A Library for Multilingual Text Processing
Naoto Takahashi - National Institute of Advanced Industrial Science and Technology

Intended Audience: Software Engineers

Session Level: Intermediate

We have developed a software library to multilingualize application programs on Unix/Linux systems. Our library, named "the m17n (=multilingualization) library", provides functions necessary to process multilingual characters and scripts. Currently the m17n library can display 43 (out of 50 supported in Unicode 4.0) scripts correctly and provides 41 input methods for various languages and scripts.

This paper describes the design of the m17n library and the database it uses, and shows some examples.
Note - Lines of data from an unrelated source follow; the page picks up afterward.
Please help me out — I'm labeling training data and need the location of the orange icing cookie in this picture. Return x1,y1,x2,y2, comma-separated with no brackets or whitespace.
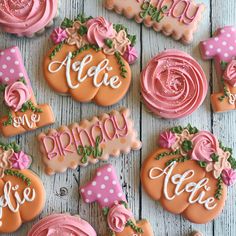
44,15,137,106
38,109,141,175
0,46,54,137
104,0,205,43
141,125,236,224
0,143,45,233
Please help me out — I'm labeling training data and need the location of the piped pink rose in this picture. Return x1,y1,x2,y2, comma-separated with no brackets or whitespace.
86,17,115,47
4,82,31,112
107,204,133,233
191,131,219,162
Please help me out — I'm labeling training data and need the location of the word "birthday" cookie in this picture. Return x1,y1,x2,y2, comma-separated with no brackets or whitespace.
0,143,45,233
38,109,142,175
104,0,205,43
44,15,137,106
80,165,154,236
141,125,236,224
0,46,54,137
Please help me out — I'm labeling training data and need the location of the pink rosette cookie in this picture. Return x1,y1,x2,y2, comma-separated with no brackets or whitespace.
27,214,97,236
0,0,58,37
141,49,208,119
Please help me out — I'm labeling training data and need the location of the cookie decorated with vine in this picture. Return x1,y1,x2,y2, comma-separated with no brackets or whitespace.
44,15,137,106
141,125,236,224
0,143,45,233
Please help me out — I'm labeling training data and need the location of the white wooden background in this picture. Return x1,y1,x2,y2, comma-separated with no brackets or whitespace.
0,0,236,236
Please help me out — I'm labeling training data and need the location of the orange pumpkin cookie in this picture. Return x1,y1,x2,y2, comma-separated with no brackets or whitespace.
0,46,54,137
141,125,236,224
0,143,45,233
44,15,137,106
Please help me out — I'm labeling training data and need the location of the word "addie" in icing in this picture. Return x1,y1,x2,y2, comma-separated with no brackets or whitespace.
48,52,121,89
0,181,36,226
149,161,217,210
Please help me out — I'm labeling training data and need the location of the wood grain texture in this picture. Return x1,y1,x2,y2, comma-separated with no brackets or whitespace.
0,0,236,236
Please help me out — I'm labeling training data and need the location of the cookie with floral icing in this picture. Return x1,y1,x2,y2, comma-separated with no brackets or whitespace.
0,143,45,233
141,49,208,119
44,15,137,106
27,214,97,236
0,46,54,137
104,0,205,43
80,164,154,236
141,125,236,224
0,0,58,37
200,26,236,112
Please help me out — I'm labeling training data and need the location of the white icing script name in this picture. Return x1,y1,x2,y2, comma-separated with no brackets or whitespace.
0,181,36,226
149,161,217,210
48,52,121,89
12,114,40,129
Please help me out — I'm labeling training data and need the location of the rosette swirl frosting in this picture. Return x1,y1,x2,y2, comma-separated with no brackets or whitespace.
27,214,97,236
141,50,208,119
0,0,58,36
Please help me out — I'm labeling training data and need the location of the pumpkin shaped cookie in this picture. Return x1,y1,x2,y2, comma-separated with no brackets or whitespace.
44,15,137,106
0,143,45,233
141,125,236,224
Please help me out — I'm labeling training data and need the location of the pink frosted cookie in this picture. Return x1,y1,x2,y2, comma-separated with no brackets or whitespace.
27,214,97,236
38,109,142,175
0,0,58,37
104,0,205,43
199,26,236,112
0,46,54,137
141,49,208,119
80,165,154,236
The m17n library is a natural extension of the legacy C library and the X library, so it is easy to be learnt by developers.
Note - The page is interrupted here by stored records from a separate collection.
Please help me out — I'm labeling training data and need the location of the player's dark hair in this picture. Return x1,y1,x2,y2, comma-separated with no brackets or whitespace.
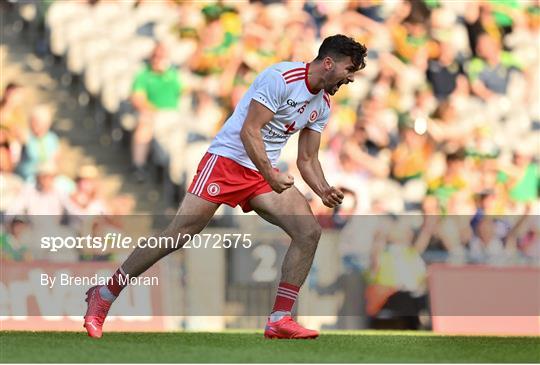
316,34,367,70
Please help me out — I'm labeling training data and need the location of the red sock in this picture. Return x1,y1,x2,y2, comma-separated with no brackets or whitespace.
107,267,128,297
272,282,300,312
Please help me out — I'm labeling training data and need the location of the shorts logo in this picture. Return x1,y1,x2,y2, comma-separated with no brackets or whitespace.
309,110,319,122
206,183,221,196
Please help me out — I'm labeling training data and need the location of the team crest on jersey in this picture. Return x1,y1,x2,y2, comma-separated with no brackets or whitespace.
287,99,298,108
206,183,221,196
309,110,319,123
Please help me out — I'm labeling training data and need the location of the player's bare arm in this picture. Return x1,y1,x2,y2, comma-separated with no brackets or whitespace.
296,128,343,208
240,100,294,193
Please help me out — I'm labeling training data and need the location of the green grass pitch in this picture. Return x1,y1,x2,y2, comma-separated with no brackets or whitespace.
0,331,540,363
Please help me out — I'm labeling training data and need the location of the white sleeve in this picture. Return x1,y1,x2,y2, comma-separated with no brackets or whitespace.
307,108,330,133
252,69,286,113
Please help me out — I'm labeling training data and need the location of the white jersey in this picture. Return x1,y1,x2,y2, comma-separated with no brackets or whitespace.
208,62,330,170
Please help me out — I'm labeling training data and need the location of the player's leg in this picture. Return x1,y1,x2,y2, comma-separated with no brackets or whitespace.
84,193,219,338
249,187,321,286
249,187,321,338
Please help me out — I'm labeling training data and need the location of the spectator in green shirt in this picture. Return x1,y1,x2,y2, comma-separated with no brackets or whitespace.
497,146,540,203
131,44,183,181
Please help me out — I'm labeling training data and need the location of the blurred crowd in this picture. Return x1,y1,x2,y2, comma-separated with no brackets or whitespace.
1,0,540,267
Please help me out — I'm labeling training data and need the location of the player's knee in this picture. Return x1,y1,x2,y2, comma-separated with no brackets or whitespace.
297,222,322,245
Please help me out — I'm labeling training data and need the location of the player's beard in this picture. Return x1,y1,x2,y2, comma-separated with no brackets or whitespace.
326,80,345,95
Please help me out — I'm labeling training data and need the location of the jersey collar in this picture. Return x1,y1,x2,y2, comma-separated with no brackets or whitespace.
305,63,318,95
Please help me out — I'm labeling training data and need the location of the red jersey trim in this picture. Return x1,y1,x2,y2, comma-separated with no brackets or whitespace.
285,75,305,84
304,63,318,95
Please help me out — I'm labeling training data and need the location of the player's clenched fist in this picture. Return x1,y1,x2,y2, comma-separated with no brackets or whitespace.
321,186,343,208
268,171,294,194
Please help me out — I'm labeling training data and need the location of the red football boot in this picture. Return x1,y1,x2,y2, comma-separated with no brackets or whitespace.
83,286,111,338
264,316,319,339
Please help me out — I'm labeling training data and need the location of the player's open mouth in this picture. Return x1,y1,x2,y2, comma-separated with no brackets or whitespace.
332,80,345,93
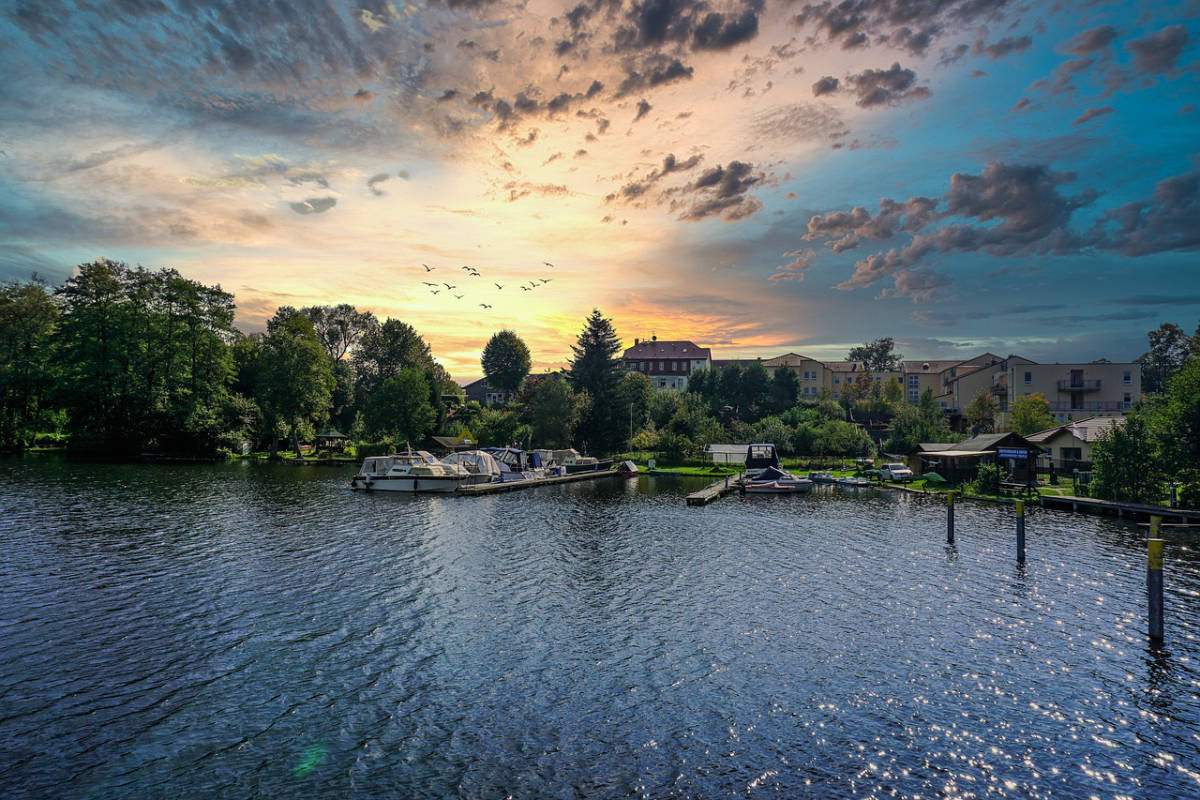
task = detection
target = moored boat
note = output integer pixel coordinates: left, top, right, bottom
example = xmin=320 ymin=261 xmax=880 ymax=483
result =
xmin=350 ymin=450 xmax=467 ymax=493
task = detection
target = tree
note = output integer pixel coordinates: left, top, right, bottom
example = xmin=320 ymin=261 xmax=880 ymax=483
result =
xmin=0 ymin=281 xmax=59 ymax=450
xmin=362 ymin=369 xmax=438 ymax=444
xmin=481 ymin=330 xmax=530 ymax=392
xmin=568 ymin=308 xmax=624 ymax=453
xmin=523 ymin=373 xmax=583 ymax=450
xmin=962 ymin=389 xmax=1000 ymax=434
xmin=1008 ymin=392 xmax=1054 ymax=437
xmin=258 ymin=307 xmax=334 ymax=458
xmin=1092 ymin=409 xmax=1163 ymax=503
xmin=300 ymin=302 xmax=379 ymax=361
xmin=1136 ymin=323 xmax=1200 ymax=395
xmin=846 ymin=336 xmax=904 ymax=372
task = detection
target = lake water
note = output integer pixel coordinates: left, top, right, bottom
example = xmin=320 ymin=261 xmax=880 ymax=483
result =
xmin=0 ymin=457 xmax=1200 ymax=798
The m17n library itself is language independent. Language dependent information is isolated in the m17n database, thus it is easy to add supports for new languages and scripts. The m17n library provides a huge character code space (0x0 .. 0x3FFFFF), whose first 1-bit space is allocated to the Unicode characters of the same code space.

The m17n library is released as open source software under the GNU Lesser General Public License and can be obtained from http://www.m17n.org/m17n-lib .Developers of internationalized or multilingualized applications can leave multilingual processing to our library and concentrate on the main purpose of their programs.

Developers who have to localize applications for minority languages can also benefit from the library.